Sprawą zajęła się już prokuratura.
- Prokuratura Regionalna w Warszawie prowadzi wielowątkowe śledztwo obejmujące swoim zakresem m.in. nadużycie zaufania przez władze Spółdzielczego Bankowi Rzemiosła i Rolnictwa w Wołominie (SK Bank – przyp. red.) oraz nieprawidłowości stwierdzone w działaniu Banku Spółdzielczego w Nadarzynie. W tym postępowaniu dotychczas zarzuty przedstawiono i odebrano wyjaśnienia od 33 osób. Wobec 19 osób skierowano akty oskarżenia, w tym wobec ośmiu osób wraz z wnioskami (...) o skazanie bez przeprowadzenia rozprawy – wyjaśnia Katarzyna Calów-Jaszewska z Prokuratury Regionalnej w Warszawie..

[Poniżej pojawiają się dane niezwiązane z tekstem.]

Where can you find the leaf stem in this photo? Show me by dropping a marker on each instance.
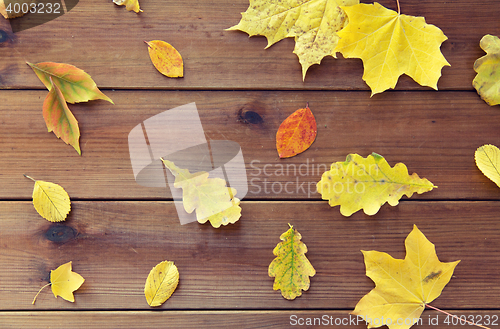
(39, 291)
(456, 317)
(29, 177)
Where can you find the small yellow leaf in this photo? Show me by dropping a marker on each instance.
(64, 281)
(488, 161)
(161, 283)
(291, 268)
(368, 183)
(51, 201)
(212, 199)
(487, 80)
(403, 286)
(391, 44)
(166, 58)
(131, 5)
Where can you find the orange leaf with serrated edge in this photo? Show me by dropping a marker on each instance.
(76, 85)
(166, 58)
(59, 118)
(403, 287)
(296, 133)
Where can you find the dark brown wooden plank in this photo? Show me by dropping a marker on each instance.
(434, 134)
(114, 245)
(221, 319)
(218, 59)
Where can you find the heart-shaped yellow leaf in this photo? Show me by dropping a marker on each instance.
(161, 283)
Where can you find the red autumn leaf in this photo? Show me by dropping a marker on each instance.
(296, 133)
(59, 118)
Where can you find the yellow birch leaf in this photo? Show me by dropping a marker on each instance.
(487, 80)
(166, 59)
(488, 161)
(2, 10)
(212, 199)
(161, 283)
(391, 44)
(51, 201)
(368, 183)
(291, 268)
(313, 23)
(63, 281)
(130, 5)
(403, 287)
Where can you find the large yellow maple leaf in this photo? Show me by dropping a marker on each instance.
(403, 287)
(313, 23)
(487, 80)
(391, 44)
(210, 197)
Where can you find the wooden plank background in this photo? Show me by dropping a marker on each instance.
(118, 230)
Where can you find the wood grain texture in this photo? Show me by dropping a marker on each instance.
(220, 319)
(219, 59)
(114, 245)
(434, 134)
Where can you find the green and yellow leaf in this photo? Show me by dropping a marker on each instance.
(487, 80)
(391, 44)
(403, 287)
(212, 199)
(368, 183)
(161, 283)
(291, 268)
(60, 119)
(51, 201)
(313, 23)
(488, 161)
(75, 85)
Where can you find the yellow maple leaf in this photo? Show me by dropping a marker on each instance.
(403, 287)
(291, 268)
(487, 80)
(161, 283)
(50, 200)
(391, 44)
(368, 183)
(166, 59)
(130, 5)
(313, 23)
(63, 281)
(212, 199)
(488, 161)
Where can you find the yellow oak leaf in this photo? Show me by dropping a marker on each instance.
(487, 80)
(64, 281)
(313, 23)
(368, 183)
(212, 199)
(161, 283)
(403, 287)
(488, 161)
(166, 58)
(131, 5)
(391, 44)
(50, 200)
(291, 268)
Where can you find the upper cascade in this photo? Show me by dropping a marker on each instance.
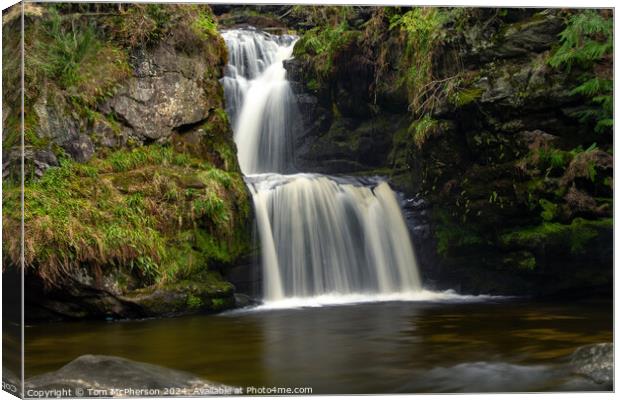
(259, 99)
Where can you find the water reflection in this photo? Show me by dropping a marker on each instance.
(364, 348)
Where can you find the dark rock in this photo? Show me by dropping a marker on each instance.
(99, 375)
(35, 160)
(80, 148)
(243, 300)
(596, 362)
(533, 35)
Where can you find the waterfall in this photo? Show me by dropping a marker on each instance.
(319, 234)
(259, 99)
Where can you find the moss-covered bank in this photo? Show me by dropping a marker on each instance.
(134, 203)
(496, 122)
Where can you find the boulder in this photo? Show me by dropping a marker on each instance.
(595, 362)
(167, 92)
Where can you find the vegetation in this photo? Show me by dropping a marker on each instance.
(162, 213)
(422, 34)
(577, 234)
(322, 42)
(587, 44)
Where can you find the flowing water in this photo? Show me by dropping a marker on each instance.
(344, 308)
(320, 235)
(449, 345)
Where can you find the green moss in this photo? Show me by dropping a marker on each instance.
(452, 235)
(118, 211)
(465, 96)
(194, 302)
(422, 129)
(574, 236)
(549, 210)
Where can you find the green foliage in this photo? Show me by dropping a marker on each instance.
(63, 48)
(205, 26)
(587, 43)
(322, 43)
(124, 160)
(421, 27)
(575, 236)
(118, 211)
(466, 96)
(422, 129)
(194, 302)
(549, 210)
(451, 235)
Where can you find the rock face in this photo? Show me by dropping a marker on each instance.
(165, 93)
(145, 120)
(107, 376)
(513, 206)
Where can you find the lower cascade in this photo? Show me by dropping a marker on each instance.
(319, 234)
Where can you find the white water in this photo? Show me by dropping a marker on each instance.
(324, 240)
(259, 99)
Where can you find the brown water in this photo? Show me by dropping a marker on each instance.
(363, 348)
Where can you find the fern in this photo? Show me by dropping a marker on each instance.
(587, 42)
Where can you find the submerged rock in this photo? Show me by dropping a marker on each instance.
(595, 362)
(108, 376)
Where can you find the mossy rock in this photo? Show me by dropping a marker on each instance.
(205, 292)
(573, 237)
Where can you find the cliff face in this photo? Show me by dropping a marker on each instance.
(474, 114)
(134, 201)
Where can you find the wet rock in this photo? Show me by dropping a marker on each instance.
(534, 35)
(98, 375)
(80, 148)
(243, 300)
(596, 362)
(589, 167)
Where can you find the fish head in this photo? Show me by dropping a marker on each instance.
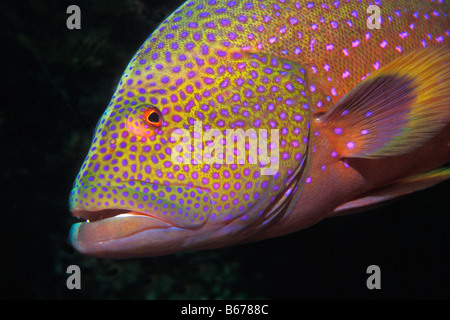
(198, 148)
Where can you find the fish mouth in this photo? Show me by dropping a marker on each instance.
(121, 219)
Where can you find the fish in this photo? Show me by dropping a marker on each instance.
(238, 121)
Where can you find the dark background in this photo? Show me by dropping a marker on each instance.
(57, 83)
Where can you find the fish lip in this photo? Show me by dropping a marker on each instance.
(92, 216)
(97, 214)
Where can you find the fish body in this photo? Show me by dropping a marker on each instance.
(242, 120)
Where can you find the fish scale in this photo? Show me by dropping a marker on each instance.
(266, 66)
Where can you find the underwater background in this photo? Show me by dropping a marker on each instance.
(57, 83)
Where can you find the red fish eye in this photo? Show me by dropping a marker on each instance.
(153, 117)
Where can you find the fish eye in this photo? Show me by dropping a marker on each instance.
(153, 117)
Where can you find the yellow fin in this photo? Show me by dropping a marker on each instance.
(396, 109)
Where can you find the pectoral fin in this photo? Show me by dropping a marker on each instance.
(395, 110)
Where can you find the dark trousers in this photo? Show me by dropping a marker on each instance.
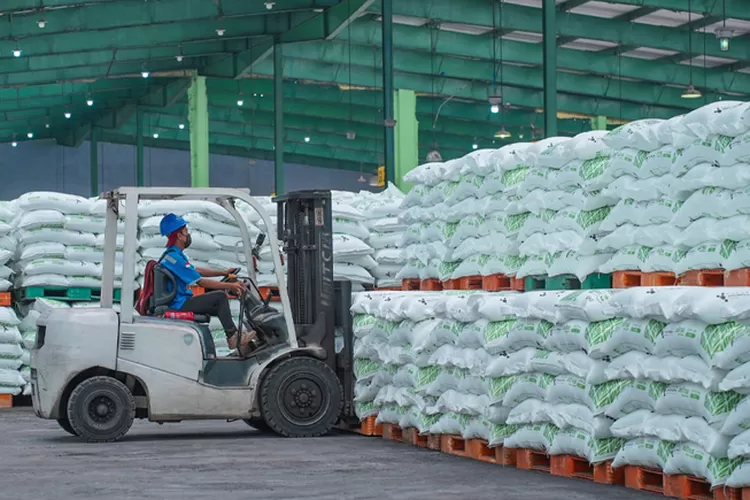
(214, 303)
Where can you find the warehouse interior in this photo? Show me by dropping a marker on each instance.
(499, 248)
(610, 62)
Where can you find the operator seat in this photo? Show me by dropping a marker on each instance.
(165, 290)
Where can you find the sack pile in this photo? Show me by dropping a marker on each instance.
(60, 240)
(655, 377)
(385, 233)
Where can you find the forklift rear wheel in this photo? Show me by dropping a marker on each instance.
(101, 409)
(301, 397)
(258, 424)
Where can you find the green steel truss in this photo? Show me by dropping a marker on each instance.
(76, 50)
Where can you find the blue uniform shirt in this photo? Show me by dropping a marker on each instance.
(177, 263)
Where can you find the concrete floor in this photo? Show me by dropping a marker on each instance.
(217, 460)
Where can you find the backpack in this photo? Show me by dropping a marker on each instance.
(147, 291)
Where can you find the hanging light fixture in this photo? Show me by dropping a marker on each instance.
(723, 33)
(691, 92)
(502, 133)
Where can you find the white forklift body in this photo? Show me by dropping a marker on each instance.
(90, 366)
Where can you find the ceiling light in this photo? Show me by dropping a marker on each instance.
(434, 155)
(724, 34)
(502, 133)
(691, 93)
(495, 101)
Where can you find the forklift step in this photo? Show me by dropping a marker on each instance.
(65, 294)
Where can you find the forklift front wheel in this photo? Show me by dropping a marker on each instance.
(64, 424)
(101, 409)
(301, 397)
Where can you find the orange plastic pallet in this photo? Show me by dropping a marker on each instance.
(431, 285)
(451, 285)
(738, 277)
(479, 450)
(500, 282)
(411, 436)
(705, 277)
(693, 488)
(454, 445)
(532, 460)
(410, 285)
(392, 432)
(580, 468)
(639, 478)
(470, 283)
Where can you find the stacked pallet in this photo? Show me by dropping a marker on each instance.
(612, 385)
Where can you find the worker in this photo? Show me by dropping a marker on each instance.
(213, 303)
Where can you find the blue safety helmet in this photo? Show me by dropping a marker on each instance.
(171, 223)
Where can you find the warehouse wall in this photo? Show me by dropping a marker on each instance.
(42, 165)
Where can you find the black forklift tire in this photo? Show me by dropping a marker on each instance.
(101, 410)
(258, 424)
(64, 424)
(301, 397)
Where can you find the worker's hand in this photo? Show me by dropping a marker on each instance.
(236, 288)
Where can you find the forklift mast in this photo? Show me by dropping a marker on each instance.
(320, 306)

Prokuratura zarzuca tym osobom m.in. doprowadzenie SK Banku do niekorzystnego rozporządzenia mieniem wielkiej wartości w związku z udzielonymi kredytami obrotowymi oraz inwestycyjnymi. Według składanych dokumentów kredyty te miały być przeznaczone na bieżącą działalność ustalonych podmiotów gospodarczych, jednak faktycznie zostały przeznaczone na inne cele.
Prokurator dodała, że zarzuty, które postawiono w tym śledztwie dotyczą też przedkładania poświadczających nieprawdę operatów szacunkowych sporządzonych przez rzeczoznawców majątkowych, które zawierały nieprawdziwą wartość nieruchomości stanowiących zabezpieczenie kredytu.